We were also told that youth engagement and participation is a “must have” to ensure they start and stay on the right path. We should be multi-generational because a genuinely connected community is both digital and social. Strong social systems are inclusive.

And the challenge should have an overarching theme of community health and wellness, and connectedness, to get at the centre of many of these issues, and collectively we can address these broader themes by focusing on the right outcomes.

Notably, as the key themes and major issues were being identified through consultations and strategy reviews, the work of the newly formed Hamilton Anchor Institution Leaders (HAIL) Community Health Working Group Anchor Table was identified.

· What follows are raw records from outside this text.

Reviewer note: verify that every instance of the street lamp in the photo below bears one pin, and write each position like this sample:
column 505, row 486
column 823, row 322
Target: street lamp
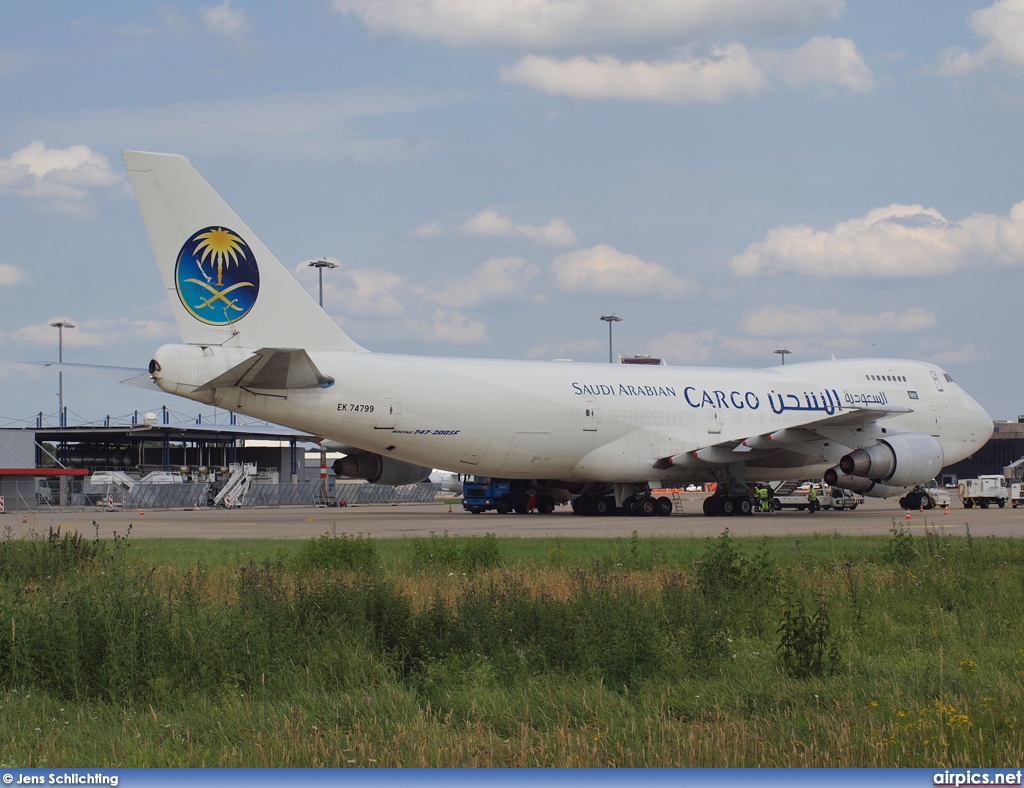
column 610, row 318
column 320, row 265
column 60, row 325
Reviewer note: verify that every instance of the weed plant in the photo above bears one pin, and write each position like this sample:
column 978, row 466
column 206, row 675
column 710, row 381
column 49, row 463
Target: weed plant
column 899, row 651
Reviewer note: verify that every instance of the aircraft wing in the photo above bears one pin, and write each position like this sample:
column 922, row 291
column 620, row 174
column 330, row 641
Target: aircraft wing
column 725, row 452
column 128, row 376
column 271, row 368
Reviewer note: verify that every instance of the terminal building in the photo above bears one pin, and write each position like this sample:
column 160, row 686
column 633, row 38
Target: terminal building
column 43, row 466
column 1004, row 448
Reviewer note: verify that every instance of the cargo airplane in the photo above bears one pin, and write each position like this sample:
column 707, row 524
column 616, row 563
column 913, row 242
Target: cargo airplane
column 256, row 343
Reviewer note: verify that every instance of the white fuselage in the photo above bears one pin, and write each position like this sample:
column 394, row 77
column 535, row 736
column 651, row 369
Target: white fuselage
column 586, row 422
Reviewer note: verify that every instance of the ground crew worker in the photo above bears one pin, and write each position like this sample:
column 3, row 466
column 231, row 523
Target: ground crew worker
column 763, row 496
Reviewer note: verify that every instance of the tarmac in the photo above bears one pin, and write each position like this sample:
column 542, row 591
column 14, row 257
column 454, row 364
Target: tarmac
column 875, row 517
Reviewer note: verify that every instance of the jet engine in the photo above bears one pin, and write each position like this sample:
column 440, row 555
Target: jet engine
column 380, row 470
column 895, row 463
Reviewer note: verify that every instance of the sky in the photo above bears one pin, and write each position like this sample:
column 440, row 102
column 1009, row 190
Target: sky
column 729, row 177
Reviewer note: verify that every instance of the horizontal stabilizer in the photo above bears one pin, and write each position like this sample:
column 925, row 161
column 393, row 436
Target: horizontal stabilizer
column 271, row 368
column 126, row 375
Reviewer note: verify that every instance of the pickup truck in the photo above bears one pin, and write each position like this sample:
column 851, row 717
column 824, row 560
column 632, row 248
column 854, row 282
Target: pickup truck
column 828, row 497
column 929, row 495
column 984, row 491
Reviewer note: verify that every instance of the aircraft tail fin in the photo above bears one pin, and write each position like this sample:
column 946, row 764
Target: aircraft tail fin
column 225, row 287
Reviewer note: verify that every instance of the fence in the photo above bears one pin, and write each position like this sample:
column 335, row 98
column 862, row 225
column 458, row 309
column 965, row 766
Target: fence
column 184, row 495
column 266, row 494
column 384, row 493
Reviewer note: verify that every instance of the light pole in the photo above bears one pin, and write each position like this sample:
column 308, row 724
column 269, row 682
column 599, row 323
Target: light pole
column 320, row 265
column 60, row 325
column 610, row 318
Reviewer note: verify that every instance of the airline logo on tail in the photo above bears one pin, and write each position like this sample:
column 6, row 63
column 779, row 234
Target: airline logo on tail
column 216, row 276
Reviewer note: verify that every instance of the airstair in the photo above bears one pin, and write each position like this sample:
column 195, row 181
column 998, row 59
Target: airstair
column 238, row 484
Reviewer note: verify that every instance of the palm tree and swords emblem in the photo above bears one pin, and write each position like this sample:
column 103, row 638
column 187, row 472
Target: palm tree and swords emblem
column 216, row 276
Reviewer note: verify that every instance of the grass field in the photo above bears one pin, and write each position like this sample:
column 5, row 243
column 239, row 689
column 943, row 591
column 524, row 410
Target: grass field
column 829, row 651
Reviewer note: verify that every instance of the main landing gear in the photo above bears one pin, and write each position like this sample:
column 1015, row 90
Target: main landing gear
column 728, row 500
column 635, row 501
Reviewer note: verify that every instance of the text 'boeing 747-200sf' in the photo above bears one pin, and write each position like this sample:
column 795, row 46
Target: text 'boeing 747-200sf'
column 256, row 343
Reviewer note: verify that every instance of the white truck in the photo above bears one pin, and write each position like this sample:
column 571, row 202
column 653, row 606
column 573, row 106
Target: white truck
column 929, row 495
column 828, row 497
column 984, row 491
column 1016, row 494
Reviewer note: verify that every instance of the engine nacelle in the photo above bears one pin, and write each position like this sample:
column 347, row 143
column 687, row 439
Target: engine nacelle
column 835, row 478
column 380, row 470
column 899, row 461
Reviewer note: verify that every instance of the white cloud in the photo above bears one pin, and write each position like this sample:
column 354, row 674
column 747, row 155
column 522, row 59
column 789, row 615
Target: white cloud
column 428, row 230
column 898, row 241
column 557, row 25
column 555, row 233
column 681, row 348
column 603, row 269
column 455, row 326
column 822, row 61
column 730, row 71
column 1003, row 25
column 66, row 178
column 500, row 277
column 224, row 19
column 369, row 292
column 967, row 353
column 11, row 275
column 803, row 321
column 489, row 223
column 372, row 294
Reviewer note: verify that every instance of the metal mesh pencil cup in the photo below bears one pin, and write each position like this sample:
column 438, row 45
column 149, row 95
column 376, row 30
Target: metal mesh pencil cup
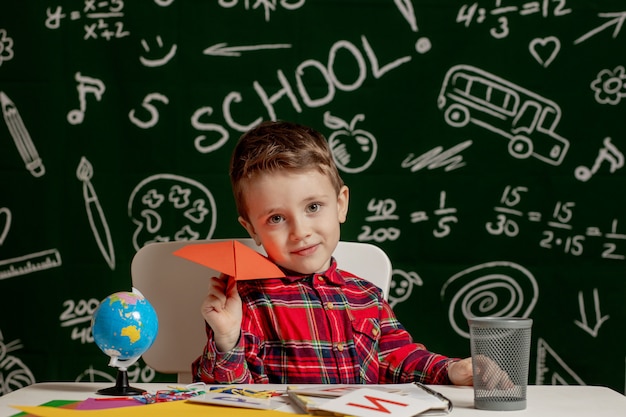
column 500, row 349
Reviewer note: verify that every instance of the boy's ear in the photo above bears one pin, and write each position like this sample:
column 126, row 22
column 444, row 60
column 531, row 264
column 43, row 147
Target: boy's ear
column 342, row 203
column 250, row 229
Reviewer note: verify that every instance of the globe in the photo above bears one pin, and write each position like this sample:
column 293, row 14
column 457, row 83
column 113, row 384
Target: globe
column 124, row 326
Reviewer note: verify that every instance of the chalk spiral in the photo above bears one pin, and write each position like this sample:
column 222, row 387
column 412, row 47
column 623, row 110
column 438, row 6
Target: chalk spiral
column 495, row 289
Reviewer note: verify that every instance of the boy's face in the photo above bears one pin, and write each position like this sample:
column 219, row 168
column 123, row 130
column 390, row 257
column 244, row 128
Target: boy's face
column 295, row 215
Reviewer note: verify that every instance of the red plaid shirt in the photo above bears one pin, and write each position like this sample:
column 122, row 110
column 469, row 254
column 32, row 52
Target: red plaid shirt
column 325, row 328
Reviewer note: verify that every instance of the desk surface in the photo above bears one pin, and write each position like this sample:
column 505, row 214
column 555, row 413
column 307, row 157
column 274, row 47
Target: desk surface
column 543, row 400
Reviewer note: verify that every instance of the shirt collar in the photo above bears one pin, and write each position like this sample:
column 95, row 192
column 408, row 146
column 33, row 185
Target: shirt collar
column 332, row 274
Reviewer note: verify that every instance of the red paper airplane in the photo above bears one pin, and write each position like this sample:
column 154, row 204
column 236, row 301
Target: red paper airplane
column 232, row 258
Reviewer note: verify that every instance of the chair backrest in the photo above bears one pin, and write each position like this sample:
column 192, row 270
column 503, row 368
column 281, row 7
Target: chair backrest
column 176, row 288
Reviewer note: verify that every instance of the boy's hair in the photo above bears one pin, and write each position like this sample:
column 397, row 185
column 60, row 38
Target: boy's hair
column 273, row 146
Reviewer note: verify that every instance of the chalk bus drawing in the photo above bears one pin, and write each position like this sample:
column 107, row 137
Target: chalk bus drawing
column 13, row 373
column 95, row 214
column 551, row 369
column 499, row 289
column 471, row 95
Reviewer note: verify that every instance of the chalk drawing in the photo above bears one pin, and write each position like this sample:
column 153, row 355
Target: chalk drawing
column 160, row 60
column 21, row 137
column 551, row 369
column 544, row 50
column 497, row 289
column 610, row 154
column 402, row 285
column 14, row 374
column 528, row 120
column 585, row 324
column 95, row 214
column 166, row 207
column 354, row 150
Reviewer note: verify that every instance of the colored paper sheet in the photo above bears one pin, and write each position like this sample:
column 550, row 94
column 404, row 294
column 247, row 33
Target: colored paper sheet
column 106, row 402
column 232, row 258
column 53, row 403
column 165, row 409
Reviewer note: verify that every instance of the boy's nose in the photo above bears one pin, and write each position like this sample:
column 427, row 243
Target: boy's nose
column 300, row 229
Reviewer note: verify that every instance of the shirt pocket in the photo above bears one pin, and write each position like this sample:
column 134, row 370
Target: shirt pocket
column 366, row 334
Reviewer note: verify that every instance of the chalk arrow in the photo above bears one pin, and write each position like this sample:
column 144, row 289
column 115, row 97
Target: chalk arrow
column 618, row 21
column 220, row 49
column 583, row 324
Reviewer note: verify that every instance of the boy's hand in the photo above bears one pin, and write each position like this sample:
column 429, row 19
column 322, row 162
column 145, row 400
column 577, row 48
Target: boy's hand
column 222, row 311
column 460, row 372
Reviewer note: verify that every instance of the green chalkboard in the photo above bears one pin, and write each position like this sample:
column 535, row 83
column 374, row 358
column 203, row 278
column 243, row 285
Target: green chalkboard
column 483, row 143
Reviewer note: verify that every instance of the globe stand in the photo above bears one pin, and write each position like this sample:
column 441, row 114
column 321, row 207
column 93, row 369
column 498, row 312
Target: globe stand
column 122, row 387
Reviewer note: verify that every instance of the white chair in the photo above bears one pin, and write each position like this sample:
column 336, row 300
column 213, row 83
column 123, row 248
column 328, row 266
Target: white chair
column 176, row 288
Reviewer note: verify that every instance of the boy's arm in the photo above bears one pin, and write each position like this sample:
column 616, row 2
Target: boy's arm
column 403, row 360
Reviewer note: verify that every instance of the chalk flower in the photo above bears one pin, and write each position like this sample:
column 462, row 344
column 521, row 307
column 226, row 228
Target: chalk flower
column 610, row 86
column 6, row 46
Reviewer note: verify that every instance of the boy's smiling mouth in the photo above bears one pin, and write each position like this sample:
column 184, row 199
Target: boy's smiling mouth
column 308, row 250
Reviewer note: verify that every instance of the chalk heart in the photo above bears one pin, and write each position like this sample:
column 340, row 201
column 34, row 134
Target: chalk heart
column 5, row 214
column 544, row 50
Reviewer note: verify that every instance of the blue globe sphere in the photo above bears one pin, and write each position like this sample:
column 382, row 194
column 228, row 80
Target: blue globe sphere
column 124, row 325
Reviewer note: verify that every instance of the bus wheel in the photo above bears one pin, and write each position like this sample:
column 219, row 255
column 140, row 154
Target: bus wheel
column 520, row 147
column 457, row 115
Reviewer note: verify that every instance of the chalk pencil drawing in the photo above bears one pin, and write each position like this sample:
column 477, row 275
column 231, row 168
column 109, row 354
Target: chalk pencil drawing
column 14, row 374
column 472, row 95
column 21, row 137
column 551, row 369
column 354, row 150
column 166, row 207
column 499, row 288
column 95, row 214
column 584, row 323
column 222, row 49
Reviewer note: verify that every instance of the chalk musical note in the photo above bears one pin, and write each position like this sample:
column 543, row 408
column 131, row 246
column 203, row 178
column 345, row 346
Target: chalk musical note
column 97, row 221
column 85, row 85
column 21, row 137
column 609, row 153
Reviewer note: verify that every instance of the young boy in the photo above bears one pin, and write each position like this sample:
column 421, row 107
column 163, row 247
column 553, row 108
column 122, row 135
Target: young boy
column 320, row 324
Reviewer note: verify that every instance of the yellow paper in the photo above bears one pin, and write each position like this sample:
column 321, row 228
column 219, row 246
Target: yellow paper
column 172, row 408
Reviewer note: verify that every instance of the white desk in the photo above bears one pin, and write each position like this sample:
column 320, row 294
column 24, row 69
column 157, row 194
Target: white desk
column 548, row 401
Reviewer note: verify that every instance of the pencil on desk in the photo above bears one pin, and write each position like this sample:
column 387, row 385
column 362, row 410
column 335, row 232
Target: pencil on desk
column 21, row 137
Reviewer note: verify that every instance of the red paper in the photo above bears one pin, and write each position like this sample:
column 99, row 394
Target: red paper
column 232, row 258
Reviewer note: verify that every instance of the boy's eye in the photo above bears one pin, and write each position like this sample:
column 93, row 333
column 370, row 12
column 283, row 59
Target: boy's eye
column 313, row 208
column 275, row 219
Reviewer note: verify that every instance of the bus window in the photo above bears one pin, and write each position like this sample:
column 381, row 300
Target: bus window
column 527, row 118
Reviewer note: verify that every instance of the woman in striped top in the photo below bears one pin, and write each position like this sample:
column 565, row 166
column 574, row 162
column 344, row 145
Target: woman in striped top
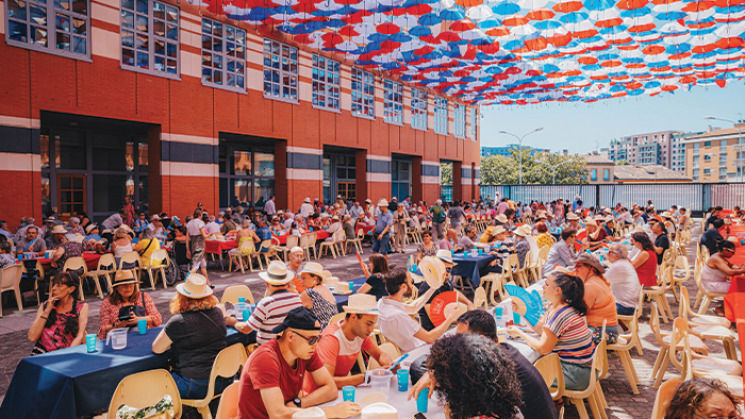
column 564, row 329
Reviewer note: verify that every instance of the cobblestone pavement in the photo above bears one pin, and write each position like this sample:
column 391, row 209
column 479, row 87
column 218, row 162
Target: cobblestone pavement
column 623, row 403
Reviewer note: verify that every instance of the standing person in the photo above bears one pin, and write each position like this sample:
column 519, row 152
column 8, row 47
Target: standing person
column 195, row 245
column 60, row 321
column 439, row 216
column 382, row 235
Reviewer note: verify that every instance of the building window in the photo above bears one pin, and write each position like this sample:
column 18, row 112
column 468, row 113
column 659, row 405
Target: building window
column 326, row 83
column 459, row 116
column 393, row 102
column 150, row 37
column 441, row 115
column 419, row 109
column 60, row 27
column 280, row 71
column 223, row 55
column 363, row 93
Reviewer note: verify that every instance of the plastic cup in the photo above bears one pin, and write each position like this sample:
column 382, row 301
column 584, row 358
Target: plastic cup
column 403, row 379
column 422, row 400
column 142, row 326
column 347, row 393
column 90, row 342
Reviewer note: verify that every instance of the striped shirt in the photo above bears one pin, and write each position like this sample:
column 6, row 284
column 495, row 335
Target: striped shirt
column 575, row 339
column 270, row 312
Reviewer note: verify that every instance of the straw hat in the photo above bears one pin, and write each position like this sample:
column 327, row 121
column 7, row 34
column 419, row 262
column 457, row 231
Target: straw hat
column 194, row 287
column 361, row 304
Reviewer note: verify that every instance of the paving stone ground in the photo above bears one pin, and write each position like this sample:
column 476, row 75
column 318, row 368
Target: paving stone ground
column 14, row 344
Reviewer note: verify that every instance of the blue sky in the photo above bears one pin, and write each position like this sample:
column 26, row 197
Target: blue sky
column 577, row 126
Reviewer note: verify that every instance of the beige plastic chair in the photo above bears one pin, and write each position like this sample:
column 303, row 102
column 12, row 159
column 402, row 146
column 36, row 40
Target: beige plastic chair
column 664, row 397
column 145, row 389
column 227, row 363
column 10, row 280
column 75, row 264
column 228, row 407
column 106, row 268
column 233, row 292
column 160, row 255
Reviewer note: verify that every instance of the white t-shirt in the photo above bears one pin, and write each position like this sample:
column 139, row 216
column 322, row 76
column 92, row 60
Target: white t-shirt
column 624, row 283
column 396, row 325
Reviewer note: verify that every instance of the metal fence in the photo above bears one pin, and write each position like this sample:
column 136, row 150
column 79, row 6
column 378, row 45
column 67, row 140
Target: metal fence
column 696, row 197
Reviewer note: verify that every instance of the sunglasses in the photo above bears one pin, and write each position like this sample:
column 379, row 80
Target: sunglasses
column 311, row 341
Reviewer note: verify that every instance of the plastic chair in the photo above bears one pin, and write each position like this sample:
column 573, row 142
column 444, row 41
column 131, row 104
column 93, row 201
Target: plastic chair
column 160, row 255
column 106, row 267
column 228, row 407
column 10, row 280
column 233, row 292
column 227, row 363
column 145, row 389
column 664, row 397
column 77, row 263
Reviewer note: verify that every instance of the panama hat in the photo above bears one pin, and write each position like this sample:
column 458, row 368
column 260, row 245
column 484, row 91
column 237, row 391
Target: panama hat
column 195, row 287
column 276, row 274
column 361, row 304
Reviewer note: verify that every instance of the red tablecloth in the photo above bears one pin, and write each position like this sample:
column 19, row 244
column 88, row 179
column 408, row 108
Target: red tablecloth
column 218, row 246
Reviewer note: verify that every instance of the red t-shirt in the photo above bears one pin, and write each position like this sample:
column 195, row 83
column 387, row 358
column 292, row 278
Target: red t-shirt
column 267, row 368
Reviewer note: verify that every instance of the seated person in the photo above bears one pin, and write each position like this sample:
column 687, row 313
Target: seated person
column 342, row 342
column 195, row 335
column 273, row 376
column 126, row 305
column 60, row 321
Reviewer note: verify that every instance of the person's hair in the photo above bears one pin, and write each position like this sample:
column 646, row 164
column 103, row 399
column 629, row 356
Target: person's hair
column 643, row 239
column 691, row 395
column 480, row 322
column 572, row 291
column 180, row 303
column 394, row 279
column 379, row 264
column 567, row 233
column 474, row 377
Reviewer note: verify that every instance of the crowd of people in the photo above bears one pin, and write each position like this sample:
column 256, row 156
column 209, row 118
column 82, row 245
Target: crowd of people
column 302, row 352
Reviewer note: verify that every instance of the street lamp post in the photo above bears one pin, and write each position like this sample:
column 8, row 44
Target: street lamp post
column 740, row 147
column 520, row 150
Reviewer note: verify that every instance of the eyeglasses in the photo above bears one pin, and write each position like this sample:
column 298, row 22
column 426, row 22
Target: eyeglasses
column 311, row 341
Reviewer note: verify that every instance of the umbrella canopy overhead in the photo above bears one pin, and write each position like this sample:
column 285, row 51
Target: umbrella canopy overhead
column 518, row 51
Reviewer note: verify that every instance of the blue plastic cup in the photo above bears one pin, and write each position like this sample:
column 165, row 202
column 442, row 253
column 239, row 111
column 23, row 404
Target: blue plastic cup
column 347, row 393
column 90, row 342
column 142, row 326
column 403, row 379
column 422, row 400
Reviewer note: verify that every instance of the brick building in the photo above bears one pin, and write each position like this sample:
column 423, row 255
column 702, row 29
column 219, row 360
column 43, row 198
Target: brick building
column 167, row 104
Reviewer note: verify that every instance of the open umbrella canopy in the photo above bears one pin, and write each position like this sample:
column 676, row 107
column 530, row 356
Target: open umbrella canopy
column 519, row 51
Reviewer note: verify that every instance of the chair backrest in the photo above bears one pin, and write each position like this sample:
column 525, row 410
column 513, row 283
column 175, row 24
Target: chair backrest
column 233, row 292
column 664, row 397
column 550, row 368
column 228, row 407
column 145, row 389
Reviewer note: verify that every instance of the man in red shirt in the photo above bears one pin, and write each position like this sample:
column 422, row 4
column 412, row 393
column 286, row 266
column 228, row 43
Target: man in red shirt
column 341, row 343
column 273, row 376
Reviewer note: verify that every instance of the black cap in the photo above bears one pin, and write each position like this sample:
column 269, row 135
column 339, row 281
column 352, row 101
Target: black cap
column 300, row 318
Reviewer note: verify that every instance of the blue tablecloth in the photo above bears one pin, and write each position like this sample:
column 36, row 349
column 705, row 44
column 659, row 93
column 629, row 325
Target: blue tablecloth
column 470, row 266
column 71, row 382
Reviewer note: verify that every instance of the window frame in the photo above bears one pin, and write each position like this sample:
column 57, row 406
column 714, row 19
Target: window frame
column 281, row 71
column 51, row 28
column 317, row 58
column 392, row 102
column 224, row 55
column 419, row 114
column 364, row 79
column 151, row 40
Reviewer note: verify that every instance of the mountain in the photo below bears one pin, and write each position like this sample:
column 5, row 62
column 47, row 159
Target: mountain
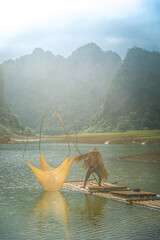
column 75, row 86
column 132, row 101
column 9, row 123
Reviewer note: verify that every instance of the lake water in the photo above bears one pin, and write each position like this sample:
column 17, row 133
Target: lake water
column 28, row 212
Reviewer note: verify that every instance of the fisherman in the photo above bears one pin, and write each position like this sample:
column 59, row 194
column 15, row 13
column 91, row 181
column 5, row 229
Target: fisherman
column 94, row 162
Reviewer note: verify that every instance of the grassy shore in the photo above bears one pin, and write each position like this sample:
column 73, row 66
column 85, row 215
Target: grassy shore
column 130, row 137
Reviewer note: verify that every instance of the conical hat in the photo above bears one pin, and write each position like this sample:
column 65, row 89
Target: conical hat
column 94, row 150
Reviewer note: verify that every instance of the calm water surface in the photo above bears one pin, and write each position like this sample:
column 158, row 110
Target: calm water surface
column 28, row 212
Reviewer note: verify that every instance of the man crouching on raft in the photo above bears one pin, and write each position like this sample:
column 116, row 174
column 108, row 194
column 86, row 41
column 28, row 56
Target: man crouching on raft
column 94, row 162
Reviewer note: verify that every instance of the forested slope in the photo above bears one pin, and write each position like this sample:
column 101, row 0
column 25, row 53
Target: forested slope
column 132, row 101
column 9, row 123
column 73, row 85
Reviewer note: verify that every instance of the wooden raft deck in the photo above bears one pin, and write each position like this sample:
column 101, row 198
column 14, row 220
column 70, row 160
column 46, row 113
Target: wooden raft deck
column 116, row 192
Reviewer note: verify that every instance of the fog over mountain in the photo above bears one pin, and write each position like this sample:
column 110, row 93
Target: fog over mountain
column 75, row 85
column 132, row 101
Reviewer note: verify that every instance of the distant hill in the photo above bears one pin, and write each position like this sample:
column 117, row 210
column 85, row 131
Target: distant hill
column 9, row 123
column 132, row 101
column 75, row 85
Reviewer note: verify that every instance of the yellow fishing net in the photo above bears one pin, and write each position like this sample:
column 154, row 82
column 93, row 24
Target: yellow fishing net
column 51, row 179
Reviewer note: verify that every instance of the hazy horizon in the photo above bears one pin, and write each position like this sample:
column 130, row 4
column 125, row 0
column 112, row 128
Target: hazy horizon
column 62, row 27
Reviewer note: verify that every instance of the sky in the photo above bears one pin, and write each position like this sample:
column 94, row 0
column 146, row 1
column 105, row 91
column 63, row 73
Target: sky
column 62, row 26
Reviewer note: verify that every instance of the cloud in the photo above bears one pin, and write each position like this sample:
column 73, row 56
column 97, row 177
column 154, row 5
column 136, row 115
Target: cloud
column 62, row 26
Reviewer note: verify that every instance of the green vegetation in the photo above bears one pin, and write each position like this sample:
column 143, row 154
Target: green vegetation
column 73, row 85
column 9, row 123
column 93, row 87
column 132, row 100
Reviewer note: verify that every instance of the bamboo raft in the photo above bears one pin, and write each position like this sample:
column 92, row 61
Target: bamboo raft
column 115, row 192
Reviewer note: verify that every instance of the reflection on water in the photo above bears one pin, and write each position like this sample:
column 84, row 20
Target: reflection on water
column 27, row 212
column 52, row 204
column 93, row 209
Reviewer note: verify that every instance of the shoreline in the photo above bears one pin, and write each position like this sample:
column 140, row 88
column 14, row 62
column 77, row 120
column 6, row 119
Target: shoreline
column 153, row 157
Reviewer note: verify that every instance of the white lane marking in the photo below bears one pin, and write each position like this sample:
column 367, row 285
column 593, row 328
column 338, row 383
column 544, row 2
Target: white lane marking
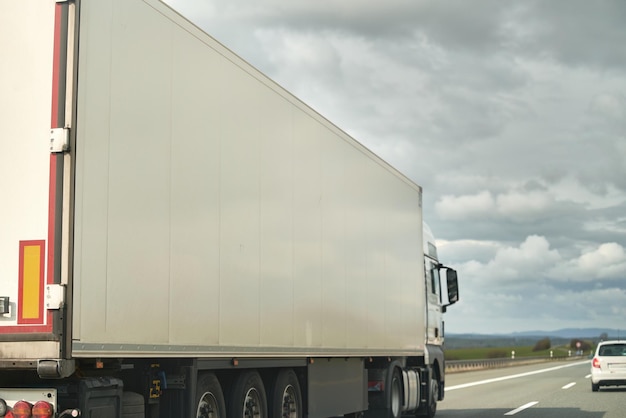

Their work outlines a number of the same gaps identified through the Smart Cities Challenge consultations. A formal project charter was signed in September of 2017, by municipal, business and clinical leadership of Hamilton’s major institutions, the Hamilton Niagara Hamilton Brant Local Health Integration Network, the Community Foundation, McMaster Institute for Healthier Environments, St. Joseph’s Healthcare - Hamilton, Hamilton Health Sciences Corporation, the City of Hamilton, the Hamilton Family Health Team, as well as representatives from the community to work together collaboratively to better integrate the health and social sectors to really enable transformational change. An unprecedented institutional commitment is there to solve these challenges.

Hamilton is home to an engaged and interactive community that actively participates in city building and making the city better for the future. After detailed consultations internally and externally, the City and its partners believe the proposed application represents a significant opportunity to address major challenges identified in the Hamilton in an integrated approach that uses smart technology, and builds on existing work, expertise and engagement in the community.

In terms of ongoing engagement, including developing the final proposal, we will both leverage our existing community forums that are associated with the strategies listed above; as well as establish a governance model to oversee delivery that includes resident participation. 

Enabling smart citizens and creating an open environment for engagement and continuous participation is a key priority. Residents will be involved directly in each step to ensure we get it right throughout the process. We will also leverage our partners to maximize reach, hosting public workshops by theme.  If successful moving to the next round, we will create a citizen advisory panel for the program. In the development of the individual projects we will use an iterative design thinking model that has users engaged from the beginning.